The judge’s order emphasized the states would suffer “irreparable harm” without intervention, citing risks of sensitive data exposure and increased system vulnerability to security breaches.
Recent controversy emerged when reports surfaced about Musk’s team accessing sensitive Treasury data. Internal Treasury assessments characterized the DOGE team’s system access as “the single biggest insider threat the Bureau of the Fiscal Service (BFS) has ever faced.”
The multi-state lawsuit, including New York and California, claimed the administration granted extensive access to BFS payment systems to “at least one 25-year-old DOGE associate.” The suit expressed concerns about cybersecurity risks and potential misuse of states’ residents’ information. It also noted reports suggesting federal agency data was being transferred to a private third-party’s open-source AI system.
Elon Musk has called for the impeachment of Judge Paul Engelmayer, who blocked DOGE’s access to Treasury data: “A corrupt judge protecting corruption. He needs to be impeached NOW!” While I have concern over aspects of Engelmayer's order, it is not a matter for impeachment…
— Jonathan Turley (@JonathanTurley) February 9, 2025
New Jersey Attorney General Matthew Platkin stated that Trump “has allowed an unelected billionaire to infiltrate key federal agencies and systems that store Social Security numbers, banking information, and other extremely sensitive data for millions of people.”

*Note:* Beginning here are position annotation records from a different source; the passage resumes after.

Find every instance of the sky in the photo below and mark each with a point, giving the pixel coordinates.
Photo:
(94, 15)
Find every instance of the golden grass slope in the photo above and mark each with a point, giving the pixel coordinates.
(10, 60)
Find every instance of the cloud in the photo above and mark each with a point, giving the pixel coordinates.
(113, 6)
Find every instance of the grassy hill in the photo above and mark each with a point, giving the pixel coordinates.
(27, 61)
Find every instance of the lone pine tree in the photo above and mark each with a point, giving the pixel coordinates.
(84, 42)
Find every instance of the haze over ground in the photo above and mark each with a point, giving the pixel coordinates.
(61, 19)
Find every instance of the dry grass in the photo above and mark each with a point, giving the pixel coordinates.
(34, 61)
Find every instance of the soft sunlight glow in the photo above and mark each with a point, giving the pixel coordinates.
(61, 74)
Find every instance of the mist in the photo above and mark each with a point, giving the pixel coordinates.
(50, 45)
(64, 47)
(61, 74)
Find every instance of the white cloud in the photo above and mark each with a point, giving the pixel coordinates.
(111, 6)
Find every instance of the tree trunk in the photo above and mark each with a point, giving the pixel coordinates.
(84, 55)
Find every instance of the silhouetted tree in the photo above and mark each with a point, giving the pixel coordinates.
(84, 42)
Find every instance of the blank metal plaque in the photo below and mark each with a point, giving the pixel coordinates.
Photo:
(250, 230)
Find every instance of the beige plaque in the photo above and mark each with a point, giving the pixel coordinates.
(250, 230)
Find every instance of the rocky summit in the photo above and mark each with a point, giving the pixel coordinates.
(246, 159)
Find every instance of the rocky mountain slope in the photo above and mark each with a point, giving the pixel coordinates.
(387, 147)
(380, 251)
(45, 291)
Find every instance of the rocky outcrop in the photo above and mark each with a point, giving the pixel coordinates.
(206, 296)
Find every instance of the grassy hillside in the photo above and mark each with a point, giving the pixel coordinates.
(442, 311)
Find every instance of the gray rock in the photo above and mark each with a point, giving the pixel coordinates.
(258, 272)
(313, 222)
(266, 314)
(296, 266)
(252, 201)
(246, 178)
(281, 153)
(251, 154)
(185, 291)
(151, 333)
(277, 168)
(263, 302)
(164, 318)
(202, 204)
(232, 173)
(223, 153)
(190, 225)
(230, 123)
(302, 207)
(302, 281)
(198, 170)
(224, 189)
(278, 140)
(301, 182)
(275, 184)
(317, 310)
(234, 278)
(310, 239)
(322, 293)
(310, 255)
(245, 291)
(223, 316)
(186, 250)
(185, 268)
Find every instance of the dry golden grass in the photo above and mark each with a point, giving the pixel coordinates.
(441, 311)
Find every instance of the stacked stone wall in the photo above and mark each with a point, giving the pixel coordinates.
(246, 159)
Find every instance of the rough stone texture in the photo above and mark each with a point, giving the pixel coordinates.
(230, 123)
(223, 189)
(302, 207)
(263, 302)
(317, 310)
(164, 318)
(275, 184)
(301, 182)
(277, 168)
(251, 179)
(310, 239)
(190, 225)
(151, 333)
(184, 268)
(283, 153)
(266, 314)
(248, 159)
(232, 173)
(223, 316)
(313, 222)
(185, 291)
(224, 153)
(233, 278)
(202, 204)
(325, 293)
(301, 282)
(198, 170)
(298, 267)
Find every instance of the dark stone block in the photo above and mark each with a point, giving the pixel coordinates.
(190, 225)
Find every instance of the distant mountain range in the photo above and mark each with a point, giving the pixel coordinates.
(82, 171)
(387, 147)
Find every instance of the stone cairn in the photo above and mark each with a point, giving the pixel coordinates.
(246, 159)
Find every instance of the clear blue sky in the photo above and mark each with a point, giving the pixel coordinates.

Additional legal challenges have emerged as Trump rapidly implements government spending and workforce changes. Courts have blocked attempts to overturn birthright citizenship and temporarily halted federal worker buyout programs.
The US Agency for International Development faces significant changes, with ordered repatriation of international staff and dramatic workforce reductions from 10,000 to approximately 300 employees. Labor unions are contesting these actions’ legality, with a federal judge recently pausing plans to place 2,200 USAID workers on paid leave.
Democrats maintain that Trump cannot constitutionally shut down government agencies without congressional authorization.